(a)     Assuming the Maclaurin series for ${{\text{e}}^x}$, determine the first three non-zero terms in the Maclaurin expansion of $\frac{{{{\text{e}}^x} - {{\text{e}}^{ - x}}}}{2}$.

(b)     The random variable $X$ has a Poisson distribution with mean $\mu$. Show that ${\text{P}}\left( {X \equiv 1(\bmod 2)} \right) = a + b{{\text{e}}^{c\mu }}$ where $a$, $b$ and $c$ are constants whose values are to be found.

(a)     ${{\text{e}}^x} = 1 + x + \frac{{{x^2}}}{{2!}} + \frac{{{x^3}}}{{3!}} + \frac{{{x^4}}}{{4!}} + \frac{{{x^5}}}{{5!}} +  \ldots$

${{\text{e}}^{ - x}} = 1 - x + \frac{{{x^2}}}{{2!}} - \frac{{{x^3}}}{{3!}} + \frac{{{x^4}}}{{4!}} - \frac{{{x^5}}}{{5!}} +  \ldots$     A1

$\frac{{{{\text{e}}^x} - {{\text{e}}^{ - x}}}}{2} = x + \frac{{{x^3}}}{{3!}} + \frac{{{x^5}}}{{5!}} +  \ldots$     (M1)A1

Note: Accept any valid (otherwise) method.

[3 marks]

(b)     ${\text{P}}\left( {X \equiv 1(\bmod 2)} \right) = {\text{P}}(X = 1,{\text{ }}3,{\text{ }}5,{\text{ }} \ldots )$     (M1)

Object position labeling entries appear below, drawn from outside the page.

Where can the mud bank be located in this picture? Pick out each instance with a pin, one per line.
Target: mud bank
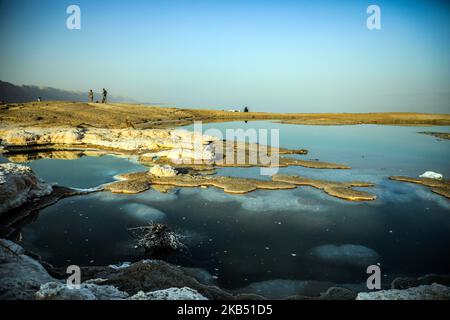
(140, 181)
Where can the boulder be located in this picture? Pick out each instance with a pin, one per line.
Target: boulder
(20, 275)
(19, 184)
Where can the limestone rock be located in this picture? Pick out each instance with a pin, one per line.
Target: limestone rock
(87, 291)
(163, 171)
(431, 175)
(20, 275)
(425, 292)
(184, 293)
(19, 184)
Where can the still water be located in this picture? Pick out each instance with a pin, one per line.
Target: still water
(267, 240)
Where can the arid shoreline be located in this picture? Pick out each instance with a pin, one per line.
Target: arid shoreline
(119, 115)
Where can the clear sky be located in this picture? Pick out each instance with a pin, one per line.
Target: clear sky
(289, 56)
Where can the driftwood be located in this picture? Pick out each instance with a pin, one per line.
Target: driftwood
(157, 239)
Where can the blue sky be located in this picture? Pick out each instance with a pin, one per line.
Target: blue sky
(290, 56)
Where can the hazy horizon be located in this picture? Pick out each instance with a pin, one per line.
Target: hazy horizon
(283, 56)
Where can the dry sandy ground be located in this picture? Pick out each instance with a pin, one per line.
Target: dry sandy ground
(49, 114)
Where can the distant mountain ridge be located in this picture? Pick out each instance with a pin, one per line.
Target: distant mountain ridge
(26, 93)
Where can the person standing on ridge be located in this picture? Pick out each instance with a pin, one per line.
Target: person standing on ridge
(91, 95)
(105, 94)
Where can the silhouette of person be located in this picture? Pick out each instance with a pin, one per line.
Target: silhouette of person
(91, 95)
(105, 95)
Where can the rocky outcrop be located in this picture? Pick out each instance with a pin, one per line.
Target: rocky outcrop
(140, 181)
(20, 275)
(169, 294)
(341, 190)
(19, 184)
(181, 142)
(152, 275)
(87, 291)
(163, 171)
(24, 278)
(424, 292)
(428, 279)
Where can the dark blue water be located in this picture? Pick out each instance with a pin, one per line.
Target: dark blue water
(244, 240)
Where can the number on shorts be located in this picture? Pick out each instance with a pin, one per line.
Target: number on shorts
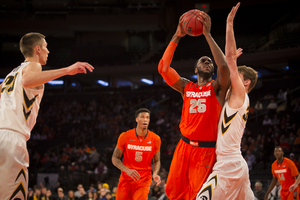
(9, 83)
(138, 156)
(201, 107)
(281, 177)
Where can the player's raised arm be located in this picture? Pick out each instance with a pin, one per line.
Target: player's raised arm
(223, 73)
(33, 75)
(171, 77)
(116, 160)
(238, 89)
(272, 185)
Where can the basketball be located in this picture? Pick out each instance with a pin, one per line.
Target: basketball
(191, 25)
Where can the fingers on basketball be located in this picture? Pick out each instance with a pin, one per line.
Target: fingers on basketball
(191, 23)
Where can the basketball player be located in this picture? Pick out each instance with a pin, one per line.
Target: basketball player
(194, 156)
(21, 94)
(230, 177)
(139, 146)
(285, 171)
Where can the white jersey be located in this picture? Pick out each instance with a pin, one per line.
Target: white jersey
(231, 129)
(19, 106)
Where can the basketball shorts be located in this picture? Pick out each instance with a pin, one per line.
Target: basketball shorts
(287, 195)
(188, 171)
(128, 189)
(229, 180)
(14, 160)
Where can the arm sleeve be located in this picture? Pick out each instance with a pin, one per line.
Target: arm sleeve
(157, 144)
(167, 72)
(122, 141)
(293, 168)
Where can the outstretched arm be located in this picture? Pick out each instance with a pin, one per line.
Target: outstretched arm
(116, 160)
(171, 77)
(156, 167)
(223, 81)
(33, 75)
(272, 185)
(237, 87)
(295, 185)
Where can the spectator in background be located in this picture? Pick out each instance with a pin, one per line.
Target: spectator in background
(30, 194)
(267, 121)
(272, 107)
(250, 159)
(49, 195)
(258, 106)
(71, 195)
(280, 95)
(77, 193)
(259, 193)
(61, 194)
(103, 192)
(275, 193)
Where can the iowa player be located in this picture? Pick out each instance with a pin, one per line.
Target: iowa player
(230, 177)
(21, 94)
(138, 146)
(194, 156)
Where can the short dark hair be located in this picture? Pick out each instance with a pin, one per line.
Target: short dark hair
(141, 110)
(29, 41)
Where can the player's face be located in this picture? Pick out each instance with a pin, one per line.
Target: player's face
(205, 66)
(143, 120)
(44, 53)
(278, 153)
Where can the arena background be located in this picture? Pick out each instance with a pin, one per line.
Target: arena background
(124, 40)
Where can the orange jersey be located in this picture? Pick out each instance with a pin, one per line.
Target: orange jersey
(200, 112)
(138, 151)
(285, 173)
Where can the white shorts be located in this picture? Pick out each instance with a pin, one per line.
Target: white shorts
(14, 160)
(228, 181)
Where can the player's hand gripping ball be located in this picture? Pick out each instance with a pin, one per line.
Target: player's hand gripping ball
(191, 25)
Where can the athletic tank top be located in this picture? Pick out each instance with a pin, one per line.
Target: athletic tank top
(231, 129)
(200, 112)
(19, 106)
(138, 151)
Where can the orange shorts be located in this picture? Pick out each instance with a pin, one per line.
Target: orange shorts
(189, 169)
(287, 195)
(128, 189)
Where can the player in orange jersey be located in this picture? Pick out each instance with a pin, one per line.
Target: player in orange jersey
(195, 156)
(139, 147)
(284, 170)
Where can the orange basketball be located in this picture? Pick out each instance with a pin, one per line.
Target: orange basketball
(191, 25)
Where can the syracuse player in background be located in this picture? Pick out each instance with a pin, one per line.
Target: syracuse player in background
(21, 94)
(139, 146)
(230, 177)
(194, 156)
(284, 170)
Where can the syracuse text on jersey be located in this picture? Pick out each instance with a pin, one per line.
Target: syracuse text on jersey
(198, 94)
(139, 148)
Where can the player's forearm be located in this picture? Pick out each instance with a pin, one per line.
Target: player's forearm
(218, 55)
(34, 78)
(156, 167)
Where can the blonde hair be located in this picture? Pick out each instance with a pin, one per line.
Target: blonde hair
(249, 74)
(29, 41)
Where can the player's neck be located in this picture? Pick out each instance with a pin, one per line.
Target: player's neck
(141, 132)
(203, 80)
(280, 160)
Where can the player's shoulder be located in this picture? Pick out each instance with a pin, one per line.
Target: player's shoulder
(153, 135)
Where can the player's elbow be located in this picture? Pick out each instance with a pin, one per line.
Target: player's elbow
(26, 83)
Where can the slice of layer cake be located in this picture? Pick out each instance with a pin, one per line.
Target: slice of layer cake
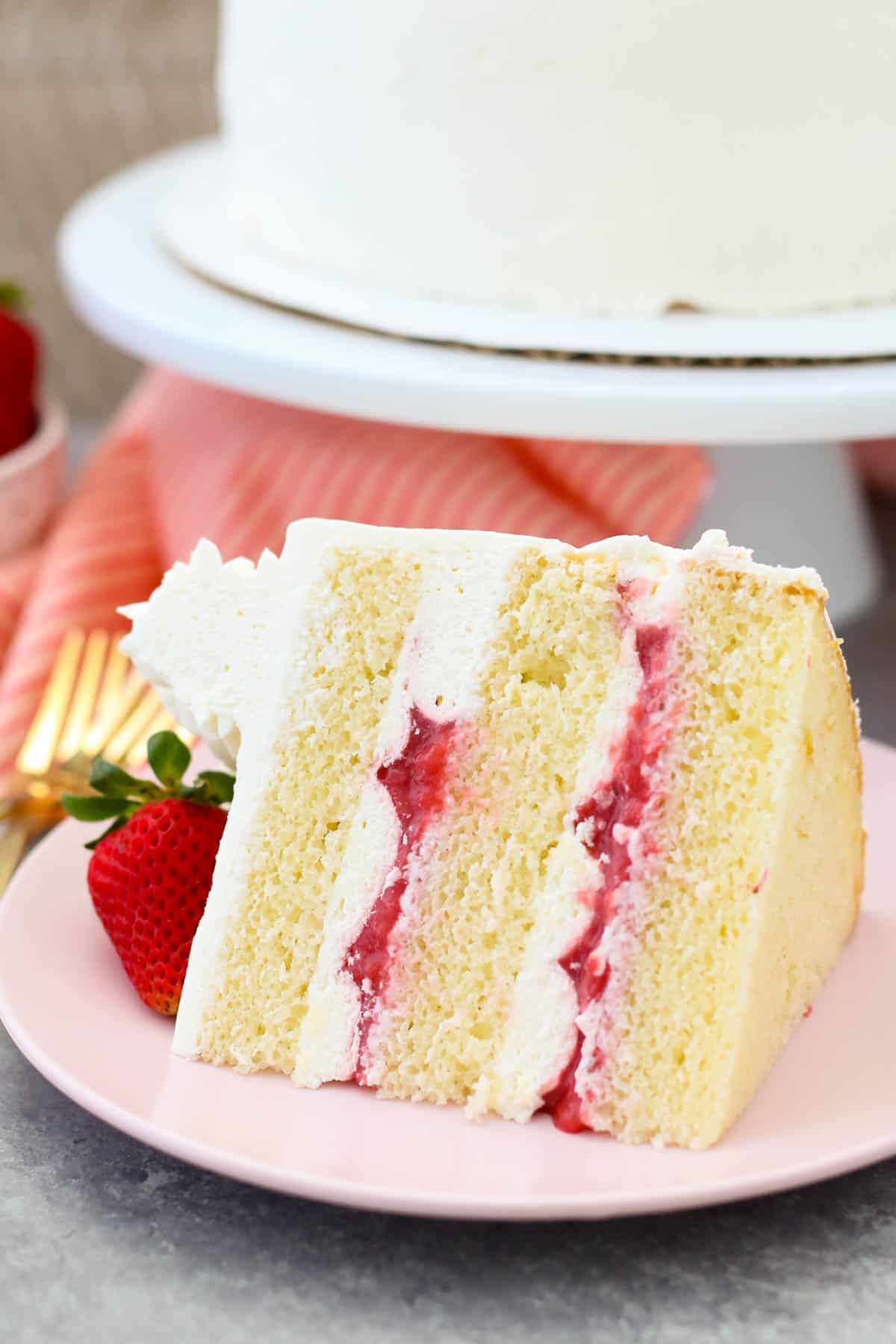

$= {{\text{e}}^{ - \mu }}\left( {\mu  + \frac{{{\mu ^3}}}{{3!}} + \frac{{{\mu ^5}}}{{5!}} +  \ldots } \right)$     A1

$= \frac{{{{\text{e}}^{ - \mu }}({{\text{e}}^\mu } - {{\text{e}}^{ - \mu }})}}{2}$     A1

$= \frac{1}{2} - \frac{1}{2}{{\text{e}}^{ - 2\mu }}$     A1

$\left( {a = \frac{1}{2},{\text{ }}b =  - \frac{1}{2},{\text{ }}c =  - 2} \right)$

[4 marks]